PPA’s: Silver Sword Or Golden Band-Aid
So, you just had to go overboard with your PPA’s, didn’t you? The lure of bleeding-edge software was just to great for you to be able to stick with the tried-and-true software that was already available in your existing repositories. Not even backports could sate your need to run with the pack.
PPA’s in Ubuntu are a great way to get software you would otherwise have to wait for. Ubuntu, which is on a 6-month release cycle, always has relatively up-to-date software for your general consumption, but when you just can’t wait for the next release, PPA’s provide a good channel for properly packaged updates. That’s not the only audience for PPA’s. A very ‘elite‘ few of us take on the challenge of using an LTS release, taking it from start to finish (3 years). In my case, I have Ubuntu 10.04 running on my laptop, which is getting up there in age and cannot handle anything newer. Though Canonical claims to support the release for 3 years– and they do– getting up-to-date software, even something as fundamental as a web-browser, can be a real challenge. Here we are, only 2 years in the release of Ubuntu 10.04 and most of the software updates that are not critical, have dried up. I still run the latest Google Chrome and many others, but not the full monty.
But you must be careful… Adding a PPA channel to your system is stupidly simple, but once you’ve done it and you’re not properly versed in Debian package management, you may have destroyed your system. In my case, I had been running the latest VLC 2.0 in Kubuntu 11.10. I got this software from a PPA channel just so that I could try out the experimental Blu-Ray support. Little did I know (well, actually, I knew what I was getting into) I would break my package manager.
Let’s Get Busy
First, when you are on Launchpad learning about the PPA you are going to add, READ THE DESCRIPTION! The version of VLC I installed came from Nate Muench’s (Mink) PPA. There is a very clear and friendly warning at the top.
THIS PPA MIGHT BREAK OTHER PACKAGES (it shouldn’t (since they’re backported with minimal changes), but someone recommended that I should note it anyways)
Of course I say to myself, “meh, whatever. I want VLC 2.0 and I want to install it with apt, so… I’m just gonna do it”. And I did.

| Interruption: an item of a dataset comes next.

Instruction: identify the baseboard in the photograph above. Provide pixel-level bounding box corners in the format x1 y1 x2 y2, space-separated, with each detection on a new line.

First off, let me touch on the problem here. PPAs pose little risk to your system when they contain only a couple of packages. Say you want the latest release of snes9x-gtk for a little Super Mario World action. That’s just fine. This PPA on the other hand comes with dozens of packages that are all multimedia related, and all backported from 12.04 beta. For me, it broke many things. It’s really a good idea to stay away from PPAs that support a large set of dependencies. Now, the process…

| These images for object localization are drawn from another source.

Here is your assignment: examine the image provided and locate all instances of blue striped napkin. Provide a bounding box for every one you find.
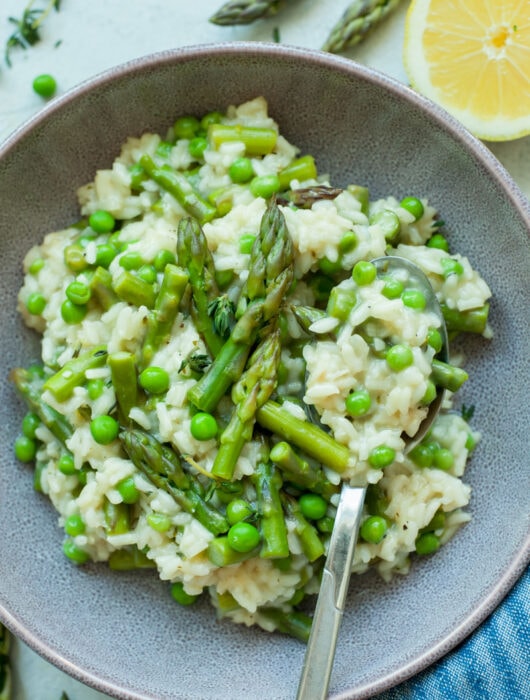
[375,566,530,699]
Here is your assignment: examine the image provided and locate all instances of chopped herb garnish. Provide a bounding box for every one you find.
[5,0,61,67]
[461,403,475,422]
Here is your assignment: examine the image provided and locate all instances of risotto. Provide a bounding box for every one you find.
[12,97,492,639]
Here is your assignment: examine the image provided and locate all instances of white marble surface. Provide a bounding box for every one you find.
[1,1,528,698]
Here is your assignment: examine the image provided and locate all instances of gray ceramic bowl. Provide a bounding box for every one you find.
[0,43,529,700]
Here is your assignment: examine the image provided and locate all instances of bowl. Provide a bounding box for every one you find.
[0,42,529,700]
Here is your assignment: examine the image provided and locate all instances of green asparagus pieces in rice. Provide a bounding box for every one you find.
[11,96,491,641]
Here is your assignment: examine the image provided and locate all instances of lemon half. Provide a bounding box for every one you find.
[404,0,530,141]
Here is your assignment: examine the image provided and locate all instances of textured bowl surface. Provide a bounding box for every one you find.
[0,43,529,700]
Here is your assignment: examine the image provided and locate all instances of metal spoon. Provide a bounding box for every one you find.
[296,256,449,700]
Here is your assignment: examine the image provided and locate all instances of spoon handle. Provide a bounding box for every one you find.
[296,484,366,700]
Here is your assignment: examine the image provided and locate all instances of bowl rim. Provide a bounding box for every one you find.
[1,41,529,700]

Identify The Affected Packages
For me, the package that broke was DeVeDe. We use this a lot around the house, so having it broken is a big no-no. The first thing I did was uninstall DeVeDe. Upon trying to install it again, it failed, saying that it needed ‘mencoder’. Now there is a trail to follow.

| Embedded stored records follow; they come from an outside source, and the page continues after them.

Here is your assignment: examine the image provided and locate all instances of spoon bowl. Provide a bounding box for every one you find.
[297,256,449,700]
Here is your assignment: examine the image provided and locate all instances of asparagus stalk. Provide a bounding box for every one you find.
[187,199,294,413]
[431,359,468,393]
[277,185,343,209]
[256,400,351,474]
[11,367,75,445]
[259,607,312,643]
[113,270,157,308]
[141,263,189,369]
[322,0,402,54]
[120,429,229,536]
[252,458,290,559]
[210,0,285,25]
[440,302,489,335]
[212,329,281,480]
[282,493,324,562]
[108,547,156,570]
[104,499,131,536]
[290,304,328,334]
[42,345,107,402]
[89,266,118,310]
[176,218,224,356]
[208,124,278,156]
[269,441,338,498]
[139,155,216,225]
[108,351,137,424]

First I uninstalled DeVeDe, VLC and mencoder. Now that the offending packages are gone, we need to destroy the PPA and downgrade all the packages that it upgraded.
1. Install ppa-purge
sudo apt-get install ppa-purge
2. Purge the PPA.
sudo ppa-purge ppa:n-muench/vlc
Now, not only is the ppa going away, all of the affected packages are being downgraded. Sit back and watch the show for a few minutes, and when it’s finished, we’ll resume.
3. Update your sources.list
sudo apt-get update
4. Clean any partial packages left behind during the wreckage.
sudo apt-get autoclean
5. Clean your apt-cache! This is important if you want apt to continue behaving at the command-line.
sudo apt-get clean
6. Remove any packages that are no longer necessary.
sudo apt-get autoremove
7. Enjoy not having to reinstall your OS!
You’re not likely to catch me using Mac OS X. Why? I like my freedom, and I’ll have it at almost any cost. I won’t get that with Mac OS X, but I do aim to give it a little credit right now. The idea of package management is certainly a good one, but it is not perfect my any means. Too many things to break, and it would take a very advanced user to maintain one without breaking it across several Ubuntu releases. I successfully did this from Ubuntu 7.10 to 9.10 at one point, and how I made it that way seems to be sheer luck. I’ve never been able to operate fully with what’s available in the official repositories. Mac OS X takes a much simpler approach. Most applications are distributed in a .app file, which is essential just an archive of an application and almost all of it’s dependencies. Having a lot of apps on Mac OS X sure does eat up your disk space, but it’s worth it to be able to manage application in the most straight-forward way possible. Sure, you might have 2 applications that use the same library and one app uses a version that’s a little deprecated, but what’s wrong with that? It all just works.